AWSCLOUDFORMATIONCONFIG="{\
\"configLevel\":\"project\",\
\"useProfile\":false,\
\"profileName\":\"default\",\
\"accessKeyId\":\"$ACCESS_KEY_ID\",\
\"secretAccessKey\":\"$SECRET_ACCESS_KEY\",\
\"region\":\"eu-west-2\"\
}"
 
# Use BUILD_ENV var to check which backend to pull
AMPLIFY="{\
\"projectName\":\"admin\",\
\"appId\":\"d1esbddrn73ogy\",\
\"envName\":\"$BUILD_ENV\",\
\"defaultEditor\":\"code\"\
}"
 
FRONTEND="{\
\"frontend\":\"javascript\",\
\"framework\":\"react\",\
\"config\":$REACTCONFIG\
}"
 
PROVIDERS="{\
\"awscloudformation\":$AWSCLOUDFORMATIONCONFIG\
}"
 
echo "Build env: [ $BUILD_ENV ]"
 
amplify pull \
--amplify $AMPLIFY \
--frontend $FRONTEND \
--providers $PROVIDERS \
--yes

Functions

Lambda functions proved to be very powerful, the Amplify CLI made light work of creating a function with the relevant permissions and triggers. 

The only real effort was with finding the relevant API methods to tie the function to a service, such as the Node.js API call to update a DynamoDB table, the tedious nature of debugging via the CloudWatch logs was also a bit annoying as it did seem to take a while to update.

TAKE AWAY: Lambda is great.

Summary

Amplify is an incredibly useful tool which can scaffold an application very quickly. It takes a lot of complication out of the process, in fact sometimes It almost feels like cheating, but if and when a push to the backend stack does go wrong, it can do so in a very dramatic manner. 

It’s worth taking backups of the Amplify stack configuration before altering anything too drastically, so you can easily spin up a new stack should the need arise.

I personally believe that Amplify suffers from making certain aspects a little too simple, whilst leaving others particularly complicated. There’s quite a curve between setting up an initial application to understanding and altering a GraphQL resolver template to add fields for validation, for instance.

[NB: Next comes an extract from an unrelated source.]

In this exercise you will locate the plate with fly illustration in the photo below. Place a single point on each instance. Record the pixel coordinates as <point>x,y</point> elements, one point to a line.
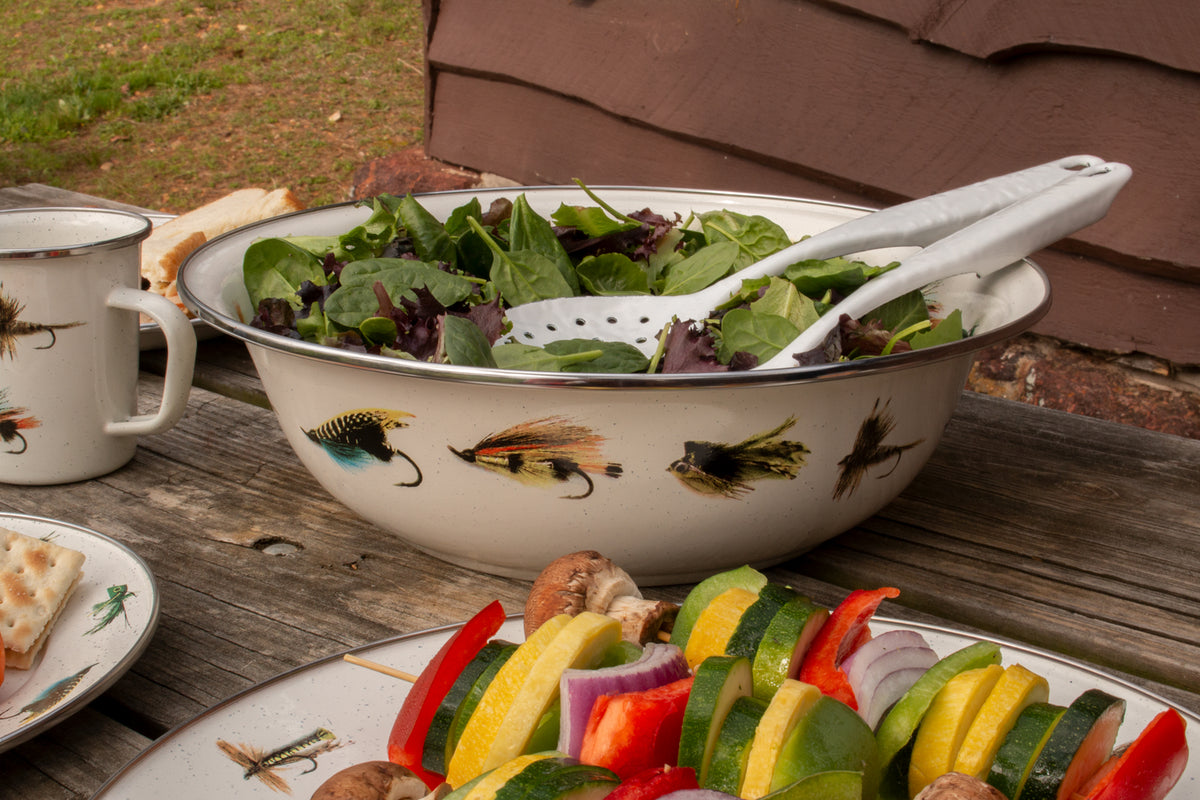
<point>102,630</point>
<point>287,735</point>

This does lead to a false sense of security when you initially begin the build process, assuming the unknowns will be easily known via reading the documentation, but this is seldom the case.

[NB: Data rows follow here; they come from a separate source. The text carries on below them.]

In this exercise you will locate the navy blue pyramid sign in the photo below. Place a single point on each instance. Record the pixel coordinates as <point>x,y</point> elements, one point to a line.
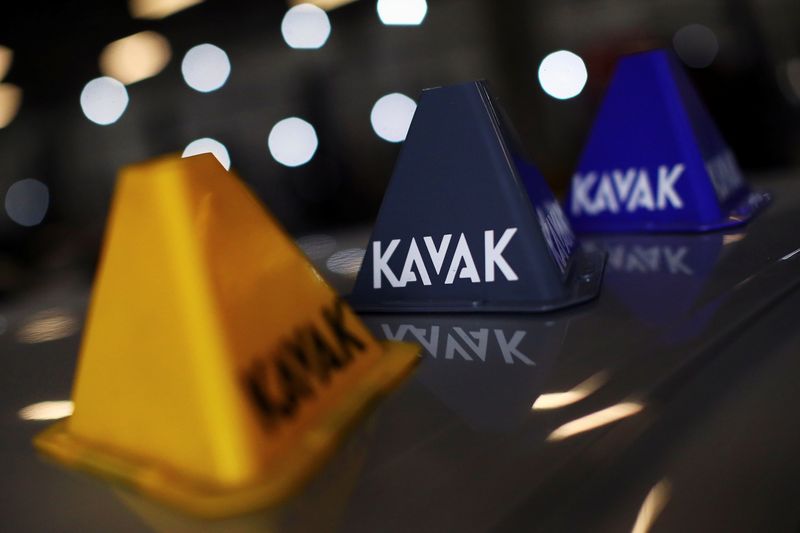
<point>467,223</point>
<point>655,161</point>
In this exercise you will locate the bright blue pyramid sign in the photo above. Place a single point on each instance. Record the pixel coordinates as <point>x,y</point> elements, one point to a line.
<point>467,223</point>
<point>655,161</point>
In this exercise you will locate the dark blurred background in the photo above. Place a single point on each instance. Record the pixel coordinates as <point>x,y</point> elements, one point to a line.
<point>63,136</point>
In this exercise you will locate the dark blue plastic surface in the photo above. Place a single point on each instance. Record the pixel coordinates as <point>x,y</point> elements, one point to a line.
<point>655,161</point>
<point>461,173</point>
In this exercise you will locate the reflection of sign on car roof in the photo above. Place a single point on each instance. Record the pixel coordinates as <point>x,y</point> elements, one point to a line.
<point>467,223</point>
<point>217,367</point>
<point>489,370</point>
<point>658,277</point>
<point>655,161</point>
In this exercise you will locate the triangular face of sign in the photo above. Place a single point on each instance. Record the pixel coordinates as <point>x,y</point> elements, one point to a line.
<point>217,368</point>
<point>467,223</point>
<point>655,161</point>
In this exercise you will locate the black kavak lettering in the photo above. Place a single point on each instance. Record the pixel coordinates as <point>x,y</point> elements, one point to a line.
<point>255,385</point>
<point>294,384</point>
<point>308,354</point>
<point>335,319</point>
<point>303,349</point>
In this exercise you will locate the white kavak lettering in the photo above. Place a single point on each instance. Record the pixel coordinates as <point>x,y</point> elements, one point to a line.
<point>462,261</point>
<point>628,190</point>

Most of the issues we encountered could be solved with more in depth documentation and examples.

I eventually found the Amplify naming conventions irritating, why not simply refer to the individual components of the application by their AWS Console names? Auth = Cognito, Function = Lambda, Analytics = Pinpoint etc.

After all, you very often have to get into the nitty gritty with the console directly anyway. 

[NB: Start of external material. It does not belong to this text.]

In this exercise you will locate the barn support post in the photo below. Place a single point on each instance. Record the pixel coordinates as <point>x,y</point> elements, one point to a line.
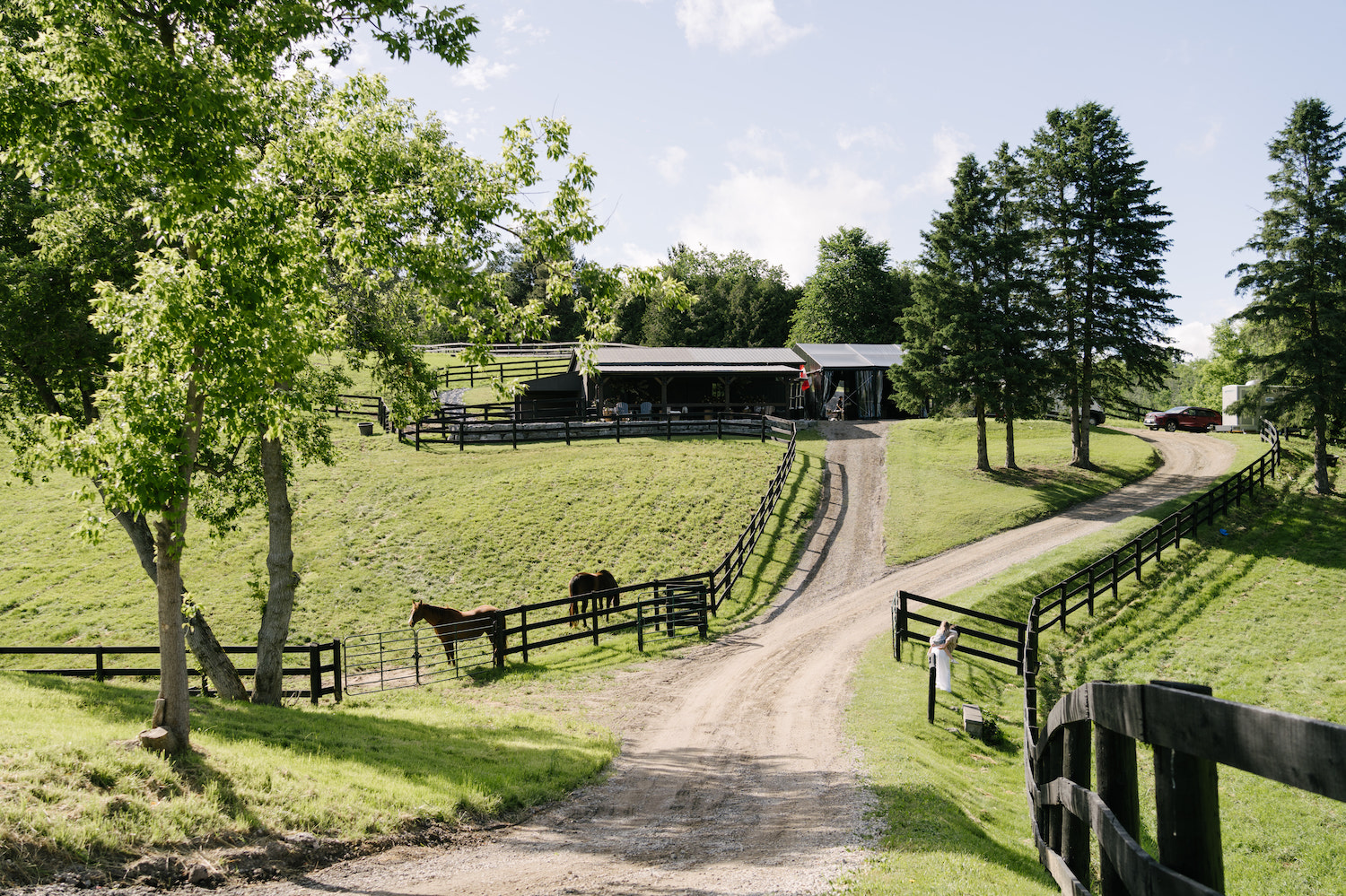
<point>1187,810</point>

Amplify is evolving at pace, with some of the notable additions looking particularly useful.

The framework now provides an Admin UI at the touch of a button, which includes a visual tool to build a GraphQL schema, amongst other notable improvements, and is backwards compatible in that the Cloud Formation templates it generates can be pulled back into source control.

In spite of its quirks, I look forward to working with Amplify again in the near future.

As it stands, it’s proven to be a very useful tool for application development and I’m sure it will only improve.